The most English places in Moscow

The Chambers of the Old English Court

In 1553, during the reign of Ivan the Terrible, a trade mission from England headed by Richard Chancellor arrived in Moscow. While Spain and Portugal actively traded with India and the New World, England was in dire need of new markets. Ivan the Terrible welcomed the delegation in the royal chambers at the Kremlin and gave the English merchants unprecedented trading privileges: they were allowed to trade freely in all Russian cities without paying any customs duties. The English merchants specialized mostly in the wholesale trade of furs, timber, leather and other goods that Europe demanded and Russia could supply. To house the Muscovy Company established in London, the tsar issued a special decree granting the company spacious chambers on Varvarka Street. In 1994, the Museum of the Old English Court was opened in the chambers. Queen of England Elizabeth II and her husband, Prince Philip, took part in the museum's opening ceremony.


St. Andrew's Anglican Church

In Voznesensky Pereulok , there stands St.

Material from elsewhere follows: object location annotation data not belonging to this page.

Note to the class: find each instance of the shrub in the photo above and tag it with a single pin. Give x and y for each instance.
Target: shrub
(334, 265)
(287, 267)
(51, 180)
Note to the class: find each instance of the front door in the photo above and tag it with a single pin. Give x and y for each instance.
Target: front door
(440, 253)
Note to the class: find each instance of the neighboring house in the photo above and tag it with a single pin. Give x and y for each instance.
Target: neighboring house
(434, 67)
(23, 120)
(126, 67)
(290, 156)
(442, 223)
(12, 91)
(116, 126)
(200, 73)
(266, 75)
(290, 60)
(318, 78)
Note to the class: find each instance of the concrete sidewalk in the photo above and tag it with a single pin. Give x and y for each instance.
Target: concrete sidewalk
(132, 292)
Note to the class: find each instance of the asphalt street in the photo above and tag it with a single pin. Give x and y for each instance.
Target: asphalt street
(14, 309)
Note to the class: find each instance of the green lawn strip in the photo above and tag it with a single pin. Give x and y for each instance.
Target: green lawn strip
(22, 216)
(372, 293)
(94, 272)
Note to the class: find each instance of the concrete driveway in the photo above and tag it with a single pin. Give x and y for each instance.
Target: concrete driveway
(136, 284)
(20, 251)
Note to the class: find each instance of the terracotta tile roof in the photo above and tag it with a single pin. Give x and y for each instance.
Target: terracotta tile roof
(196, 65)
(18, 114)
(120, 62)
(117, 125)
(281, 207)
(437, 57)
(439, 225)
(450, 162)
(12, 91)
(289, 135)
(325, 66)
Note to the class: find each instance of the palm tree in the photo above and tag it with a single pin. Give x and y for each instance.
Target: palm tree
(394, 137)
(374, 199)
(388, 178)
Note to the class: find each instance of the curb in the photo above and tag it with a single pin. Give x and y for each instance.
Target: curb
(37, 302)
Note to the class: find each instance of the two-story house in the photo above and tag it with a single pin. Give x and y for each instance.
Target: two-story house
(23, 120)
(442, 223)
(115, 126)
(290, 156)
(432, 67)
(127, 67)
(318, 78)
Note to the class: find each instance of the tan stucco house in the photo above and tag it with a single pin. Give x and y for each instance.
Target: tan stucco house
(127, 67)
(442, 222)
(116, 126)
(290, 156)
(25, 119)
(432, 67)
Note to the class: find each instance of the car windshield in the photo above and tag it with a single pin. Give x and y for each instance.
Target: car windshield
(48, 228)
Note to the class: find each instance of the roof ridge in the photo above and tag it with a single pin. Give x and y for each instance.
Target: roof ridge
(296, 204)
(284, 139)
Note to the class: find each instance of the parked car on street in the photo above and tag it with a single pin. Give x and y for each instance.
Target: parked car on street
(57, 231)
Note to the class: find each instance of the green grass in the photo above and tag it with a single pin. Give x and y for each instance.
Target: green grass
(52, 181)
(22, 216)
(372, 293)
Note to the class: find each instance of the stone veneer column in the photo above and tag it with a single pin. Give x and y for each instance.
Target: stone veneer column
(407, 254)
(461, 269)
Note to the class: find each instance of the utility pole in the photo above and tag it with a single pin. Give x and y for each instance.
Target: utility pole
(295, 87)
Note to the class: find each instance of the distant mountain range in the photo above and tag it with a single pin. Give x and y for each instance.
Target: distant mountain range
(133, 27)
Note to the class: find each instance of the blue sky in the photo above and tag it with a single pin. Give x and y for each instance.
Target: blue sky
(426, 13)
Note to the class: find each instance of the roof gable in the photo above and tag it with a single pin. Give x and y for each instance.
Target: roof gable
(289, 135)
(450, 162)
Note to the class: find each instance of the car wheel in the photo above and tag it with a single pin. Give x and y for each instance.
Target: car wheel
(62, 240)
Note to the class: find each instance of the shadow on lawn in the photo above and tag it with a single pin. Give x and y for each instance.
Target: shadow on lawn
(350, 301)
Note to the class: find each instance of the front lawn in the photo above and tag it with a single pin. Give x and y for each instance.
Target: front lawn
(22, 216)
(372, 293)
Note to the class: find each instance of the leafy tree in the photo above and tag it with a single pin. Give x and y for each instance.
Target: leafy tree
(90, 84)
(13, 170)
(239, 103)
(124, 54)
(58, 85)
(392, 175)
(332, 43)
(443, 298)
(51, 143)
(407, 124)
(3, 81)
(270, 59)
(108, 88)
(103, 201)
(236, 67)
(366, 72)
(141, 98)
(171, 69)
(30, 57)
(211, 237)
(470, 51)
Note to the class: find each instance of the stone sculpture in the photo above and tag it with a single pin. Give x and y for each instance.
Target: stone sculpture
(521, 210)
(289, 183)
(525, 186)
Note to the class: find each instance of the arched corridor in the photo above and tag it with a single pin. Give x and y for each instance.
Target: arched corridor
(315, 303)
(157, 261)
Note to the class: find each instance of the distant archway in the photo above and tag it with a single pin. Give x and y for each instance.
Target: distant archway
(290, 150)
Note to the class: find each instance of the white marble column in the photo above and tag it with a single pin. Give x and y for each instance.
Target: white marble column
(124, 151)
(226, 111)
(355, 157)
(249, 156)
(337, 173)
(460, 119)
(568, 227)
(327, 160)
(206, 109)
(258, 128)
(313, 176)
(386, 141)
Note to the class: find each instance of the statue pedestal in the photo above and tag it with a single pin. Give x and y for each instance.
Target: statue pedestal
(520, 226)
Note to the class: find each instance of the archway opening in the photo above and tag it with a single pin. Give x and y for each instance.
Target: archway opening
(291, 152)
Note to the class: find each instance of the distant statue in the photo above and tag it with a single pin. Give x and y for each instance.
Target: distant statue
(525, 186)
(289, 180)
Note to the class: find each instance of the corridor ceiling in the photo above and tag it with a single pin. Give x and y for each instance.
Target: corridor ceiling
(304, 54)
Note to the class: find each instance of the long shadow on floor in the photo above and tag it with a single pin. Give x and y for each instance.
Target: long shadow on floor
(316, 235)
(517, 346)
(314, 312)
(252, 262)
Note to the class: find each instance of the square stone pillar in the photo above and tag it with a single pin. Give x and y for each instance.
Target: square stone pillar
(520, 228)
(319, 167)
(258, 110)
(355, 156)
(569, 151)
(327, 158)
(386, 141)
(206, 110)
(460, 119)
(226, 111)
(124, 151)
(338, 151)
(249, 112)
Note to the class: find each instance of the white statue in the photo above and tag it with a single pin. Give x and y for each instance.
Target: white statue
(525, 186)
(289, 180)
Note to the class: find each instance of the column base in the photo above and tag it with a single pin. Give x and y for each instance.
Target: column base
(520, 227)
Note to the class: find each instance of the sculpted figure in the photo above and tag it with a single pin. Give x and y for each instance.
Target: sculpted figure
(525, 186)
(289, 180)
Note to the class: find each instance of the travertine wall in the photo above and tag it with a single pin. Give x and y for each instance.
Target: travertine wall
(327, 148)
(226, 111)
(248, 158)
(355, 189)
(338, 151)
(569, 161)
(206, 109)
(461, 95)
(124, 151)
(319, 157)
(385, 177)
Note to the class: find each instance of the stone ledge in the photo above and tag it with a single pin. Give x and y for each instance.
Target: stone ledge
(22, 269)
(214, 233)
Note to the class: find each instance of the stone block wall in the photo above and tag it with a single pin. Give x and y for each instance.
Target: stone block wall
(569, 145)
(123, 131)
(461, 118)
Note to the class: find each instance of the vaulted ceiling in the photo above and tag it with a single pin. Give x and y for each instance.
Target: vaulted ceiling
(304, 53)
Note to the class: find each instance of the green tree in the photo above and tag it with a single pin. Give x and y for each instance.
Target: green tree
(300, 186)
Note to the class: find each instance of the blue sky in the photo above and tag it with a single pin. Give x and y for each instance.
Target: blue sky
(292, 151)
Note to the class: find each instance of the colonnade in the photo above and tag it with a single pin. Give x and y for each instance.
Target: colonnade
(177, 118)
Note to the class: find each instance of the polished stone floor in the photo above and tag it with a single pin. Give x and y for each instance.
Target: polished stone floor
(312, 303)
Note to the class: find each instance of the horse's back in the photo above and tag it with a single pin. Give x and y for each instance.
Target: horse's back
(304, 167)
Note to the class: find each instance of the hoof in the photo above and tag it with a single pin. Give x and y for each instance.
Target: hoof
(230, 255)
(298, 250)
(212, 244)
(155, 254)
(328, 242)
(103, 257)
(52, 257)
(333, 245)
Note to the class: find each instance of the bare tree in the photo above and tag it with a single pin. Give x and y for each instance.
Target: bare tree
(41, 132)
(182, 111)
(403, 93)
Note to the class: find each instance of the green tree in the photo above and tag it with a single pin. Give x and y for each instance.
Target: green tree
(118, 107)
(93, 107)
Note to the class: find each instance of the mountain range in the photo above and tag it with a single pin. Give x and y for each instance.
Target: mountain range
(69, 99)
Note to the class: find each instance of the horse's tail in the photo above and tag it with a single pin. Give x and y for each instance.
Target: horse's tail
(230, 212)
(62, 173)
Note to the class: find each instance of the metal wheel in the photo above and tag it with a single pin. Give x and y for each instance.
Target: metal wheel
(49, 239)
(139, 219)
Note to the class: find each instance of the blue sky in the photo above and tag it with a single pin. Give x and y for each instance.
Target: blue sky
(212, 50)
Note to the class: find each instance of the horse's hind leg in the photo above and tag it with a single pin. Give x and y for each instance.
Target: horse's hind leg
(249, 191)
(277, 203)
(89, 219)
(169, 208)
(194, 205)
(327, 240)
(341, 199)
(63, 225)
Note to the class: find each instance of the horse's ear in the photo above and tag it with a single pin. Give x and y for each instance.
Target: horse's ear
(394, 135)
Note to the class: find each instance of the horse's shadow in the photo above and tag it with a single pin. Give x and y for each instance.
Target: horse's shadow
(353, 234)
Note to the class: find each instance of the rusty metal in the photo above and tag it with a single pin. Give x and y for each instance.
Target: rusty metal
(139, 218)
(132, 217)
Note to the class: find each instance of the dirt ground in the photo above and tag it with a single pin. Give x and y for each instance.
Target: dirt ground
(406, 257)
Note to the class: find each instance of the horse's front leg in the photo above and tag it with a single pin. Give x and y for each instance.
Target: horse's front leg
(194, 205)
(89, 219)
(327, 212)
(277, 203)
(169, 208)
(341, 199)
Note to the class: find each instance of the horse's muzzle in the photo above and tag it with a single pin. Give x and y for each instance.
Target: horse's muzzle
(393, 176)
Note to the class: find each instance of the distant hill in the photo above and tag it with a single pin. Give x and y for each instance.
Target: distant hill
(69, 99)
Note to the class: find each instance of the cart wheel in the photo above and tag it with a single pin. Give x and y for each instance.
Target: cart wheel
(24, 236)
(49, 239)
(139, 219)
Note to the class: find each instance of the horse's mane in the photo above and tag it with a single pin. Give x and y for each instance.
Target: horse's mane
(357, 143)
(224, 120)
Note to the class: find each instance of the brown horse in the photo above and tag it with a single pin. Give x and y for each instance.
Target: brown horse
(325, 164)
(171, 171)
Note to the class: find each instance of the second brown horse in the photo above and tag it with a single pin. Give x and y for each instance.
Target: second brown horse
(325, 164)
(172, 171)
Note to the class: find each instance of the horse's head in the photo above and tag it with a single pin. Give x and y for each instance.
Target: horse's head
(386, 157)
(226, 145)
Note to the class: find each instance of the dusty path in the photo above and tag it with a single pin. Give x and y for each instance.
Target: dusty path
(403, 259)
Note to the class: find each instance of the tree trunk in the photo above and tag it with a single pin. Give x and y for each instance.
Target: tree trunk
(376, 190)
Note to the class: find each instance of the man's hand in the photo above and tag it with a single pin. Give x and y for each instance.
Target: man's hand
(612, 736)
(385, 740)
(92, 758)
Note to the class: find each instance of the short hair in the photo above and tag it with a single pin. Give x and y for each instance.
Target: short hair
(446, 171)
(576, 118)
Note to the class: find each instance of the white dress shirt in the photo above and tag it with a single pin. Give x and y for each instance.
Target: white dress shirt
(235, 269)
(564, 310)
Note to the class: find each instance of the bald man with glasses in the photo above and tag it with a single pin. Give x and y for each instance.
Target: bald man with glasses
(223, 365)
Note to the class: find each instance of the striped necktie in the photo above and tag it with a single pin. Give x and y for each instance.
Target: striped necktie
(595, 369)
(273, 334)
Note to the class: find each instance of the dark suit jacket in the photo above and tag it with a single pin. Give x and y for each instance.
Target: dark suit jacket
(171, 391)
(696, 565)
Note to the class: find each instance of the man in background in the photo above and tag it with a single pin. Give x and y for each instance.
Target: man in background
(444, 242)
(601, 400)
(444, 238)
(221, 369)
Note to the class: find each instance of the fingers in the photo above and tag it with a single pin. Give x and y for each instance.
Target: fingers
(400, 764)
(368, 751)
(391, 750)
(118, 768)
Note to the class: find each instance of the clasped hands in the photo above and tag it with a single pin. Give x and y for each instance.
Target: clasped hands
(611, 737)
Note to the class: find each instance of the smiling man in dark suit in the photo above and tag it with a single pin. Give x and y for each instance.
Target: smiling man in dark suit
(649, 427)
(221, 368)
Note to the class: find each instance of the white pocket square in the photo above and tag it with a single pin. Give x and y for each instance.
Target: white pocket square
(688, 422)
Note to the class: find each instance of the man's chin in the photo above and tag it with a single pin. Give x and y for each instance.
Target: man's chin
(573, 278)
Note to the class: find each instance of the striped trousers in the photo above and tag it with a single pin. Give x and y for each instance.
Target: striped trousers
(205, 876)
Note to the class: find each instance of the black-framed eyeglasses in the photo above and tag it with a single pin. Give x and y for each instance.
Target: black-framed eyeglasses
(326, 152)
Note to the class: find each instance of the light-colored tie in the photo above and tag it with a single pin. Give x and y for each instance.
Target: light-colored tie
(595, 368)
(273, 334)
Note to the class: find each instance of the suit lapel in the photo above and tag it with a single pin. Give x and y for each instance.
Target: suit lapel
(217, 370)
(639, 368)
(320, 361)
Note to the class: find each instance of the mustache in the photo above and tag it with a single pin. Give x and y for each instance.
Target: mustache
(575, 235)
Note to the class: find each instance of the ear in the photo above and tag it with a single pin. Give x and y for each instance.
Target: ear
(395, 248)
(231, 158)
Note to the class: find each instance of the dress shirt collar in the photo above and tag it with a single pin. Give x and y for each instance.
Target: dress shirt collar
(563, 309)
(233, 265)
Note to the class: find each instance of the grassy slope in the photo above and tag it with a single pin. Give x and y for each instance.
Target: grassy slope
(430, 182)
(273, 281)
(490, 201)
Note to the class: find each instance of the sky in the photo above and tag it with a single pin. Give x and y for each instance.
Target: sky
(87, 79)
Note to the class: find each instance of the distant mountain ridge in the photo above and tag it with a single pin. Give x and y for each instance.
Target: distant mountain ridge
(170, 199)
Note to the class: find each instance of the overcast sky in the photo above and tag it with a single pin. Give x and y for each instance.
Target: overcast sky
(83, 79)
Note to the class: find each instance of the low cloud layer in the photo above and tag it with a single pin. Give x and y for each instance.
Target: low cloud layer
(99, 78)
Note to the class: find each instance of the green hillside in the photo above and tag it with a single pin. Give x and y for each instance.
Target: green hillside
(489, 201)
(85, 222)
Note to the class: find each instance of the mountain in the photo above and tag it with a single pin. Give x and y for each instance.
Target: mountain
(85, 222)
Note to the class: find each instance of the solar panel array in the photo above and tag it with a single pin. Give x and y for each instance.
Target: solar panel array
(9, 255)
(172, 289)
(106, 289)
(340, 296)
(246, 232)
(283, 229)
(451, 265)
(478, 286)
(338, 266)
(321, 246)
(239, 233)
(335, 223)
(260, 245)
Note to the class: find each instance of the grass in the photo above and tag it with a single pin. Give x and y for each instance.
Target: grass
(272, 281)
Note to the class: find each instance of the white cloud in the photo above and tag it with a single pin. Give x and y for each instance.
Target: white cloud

Andrew's Anglican church, built in the 1880s by the English architect Neil Freeman. By that time, the British community in Moscow had become large and prosperous; it applied for and was granted permission to build its own church and rectory in the Victorian Gothic style. The church was consecrated in 1885 in honor of St Andrew, the patron saint of Scotland, because the Moscow-based Scots represented the most powerful faction of the British community. During the Soviet era, the church was closed. It first served as a dormitory, and until the late 1990s, it belonged to a recording studio that took full advantage of the building's exceptional acoustics. In the early 21st century, the church was returned to the British community.


Hotel Metropol

One of the most luxurious and expensive hotels in Moscow, this masterpiece of a building was constructed by Russian architect Lev Kekushev and Scottish architect William Walcot. Walcot also designed mansions for a few wealthy clients in Moscow. In 1908, Walcot left for London, where he was not in much demand as an architect; he built and lived in a modest house on St. James Street, doing some painting for a living. But in 1943, at the age of 69, after he had lost all his clients, he committed suicide.